SCANDALI, INDAGINI USA, CONTI IN ROSSO. PRIMI LICENZIAMENTI NEL GOVERNO
OSCAR PIOVESAN
Buenos Aires. Un mese fa analizzando la crisi economica con compagni di
partito il neoministro dell'Economia Riccardo Lopez Murphy sentenziava: «La
crisi si dissolve con sangue, sudore e lacrime». Scenario che temono in
tanti ora che il presidente De La Rua l'ha messo al posto di Josè Luis
Machinea, che in 15 mesi non ha frenato al recessione (al terzo anno
consecutivo; nel 2000 il Pil ha perso lo 0,6%); né la disoccupazione (16%);
né le scadenze del debito estero (8,6 miliardi di dollari quest'anno).

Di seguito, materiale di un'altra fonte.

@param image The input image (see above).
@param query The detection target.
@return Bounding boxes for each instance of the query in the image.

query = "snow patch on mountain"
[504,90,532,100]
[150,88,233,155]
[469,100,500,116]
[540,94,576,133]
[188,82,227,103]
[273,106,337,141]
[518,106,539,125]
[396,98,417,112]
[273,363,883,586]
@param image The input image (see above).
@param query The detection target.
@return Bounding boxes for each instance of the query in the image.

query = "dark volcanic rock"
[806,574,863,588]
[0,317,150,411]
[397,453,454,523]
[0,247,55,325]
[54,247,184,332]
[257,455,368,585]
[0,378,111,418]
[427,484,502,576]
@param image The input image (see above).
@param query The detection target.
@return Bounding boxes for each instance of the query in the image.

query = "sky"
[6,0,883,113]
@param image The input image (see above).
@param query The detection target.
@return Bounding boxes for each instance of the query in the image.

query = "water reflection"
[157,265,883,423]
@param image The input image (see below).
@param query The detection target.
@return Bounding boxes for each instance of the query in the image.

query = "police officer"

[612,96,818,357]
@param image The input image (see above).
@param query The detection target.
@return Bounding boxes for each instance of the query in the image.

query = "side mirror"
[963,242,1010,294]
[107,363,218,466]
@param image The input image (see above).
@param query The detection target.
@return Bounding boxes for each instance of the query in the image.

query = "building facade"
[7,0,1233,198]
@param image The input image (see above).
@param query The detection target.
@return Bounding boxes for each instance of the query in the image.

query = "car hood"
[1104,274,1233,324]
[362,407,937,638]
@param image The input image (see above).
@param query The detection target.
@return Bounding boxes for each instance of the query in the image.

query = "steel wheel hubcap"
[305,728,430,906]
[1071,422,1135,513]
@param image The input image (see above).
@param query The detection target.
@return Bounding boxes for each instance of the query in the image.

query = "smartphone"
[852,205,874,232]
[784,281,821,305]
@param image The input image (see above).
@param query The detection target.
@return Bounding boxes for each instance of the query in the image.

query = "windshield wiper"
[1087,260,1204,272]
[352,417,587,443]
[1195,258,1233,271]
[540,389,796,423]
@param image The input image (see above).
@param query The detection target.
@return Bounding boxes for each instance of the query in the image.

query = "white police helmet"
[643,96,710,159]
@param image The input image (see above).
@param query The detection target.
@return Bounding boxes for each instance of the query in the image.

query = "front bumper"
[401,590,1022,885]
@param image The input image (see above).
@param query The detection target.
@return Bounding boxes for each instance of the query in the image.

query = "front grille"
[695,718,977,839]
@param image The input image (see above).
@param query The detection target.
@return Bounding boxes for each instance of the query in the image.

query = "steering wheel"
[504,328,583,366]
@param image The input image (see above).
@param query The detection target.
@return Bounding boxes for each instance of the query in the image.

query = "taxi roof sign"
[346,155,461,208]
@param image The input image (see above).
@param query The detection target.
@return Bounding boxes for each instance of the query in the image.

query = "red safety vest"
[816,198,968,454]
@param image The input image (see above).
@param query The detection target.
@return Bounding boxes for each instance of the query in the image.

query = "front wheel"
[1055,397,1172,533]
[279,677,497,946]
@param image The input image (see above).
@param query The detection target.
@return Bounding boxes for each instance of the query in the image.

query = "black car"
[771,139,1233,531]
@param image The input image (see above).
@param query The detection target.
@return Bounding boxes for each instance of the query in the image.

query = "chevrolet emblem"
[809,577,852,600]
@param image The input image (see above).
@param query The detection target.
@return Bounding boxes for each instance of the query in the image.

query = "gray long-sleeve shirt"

Scetticismo tra gli argentin. Ma il capo di Stato, il neoministro e i guru
finanziari di Argentina e Wall Street si sono invece prodigati in ottimismo.
De La Rua e Murphy hanno anche assicurato: «La convertibilità uno a uno tra
il peso e il dollaro sarà mentenuta a tutti i costi». È il nocciolo della
questione argentina, in una competitività globalizzata in cui gli altri
Paesi emergenti hanno svalutato (in Brasile un dollaro vale due real). «Il
Paese - ha anticipato Daniel Artana, braccio destro di Murphy - è in pratica
uno Stato Usa che non può svalutare contro il dollaro e, se indebitato, deve
ridurre le spese dello Stato per poi diminuire le tasse».
È quello che farà Murphy, un ultraliberista che non è diventato ministro
dell'Economia (venne parcheggiato alla Difesa) all'inizio del mandato di De
La Rua perchè disse: «Bisogna ridurre del 10% i salari». Machinea ha ridotto
gli stipendi statali del 15%, ma ha aumentato le tasse. Risultati: la
ripresa economica è rimasta al palo e gli introiti fiscali fanno piangere.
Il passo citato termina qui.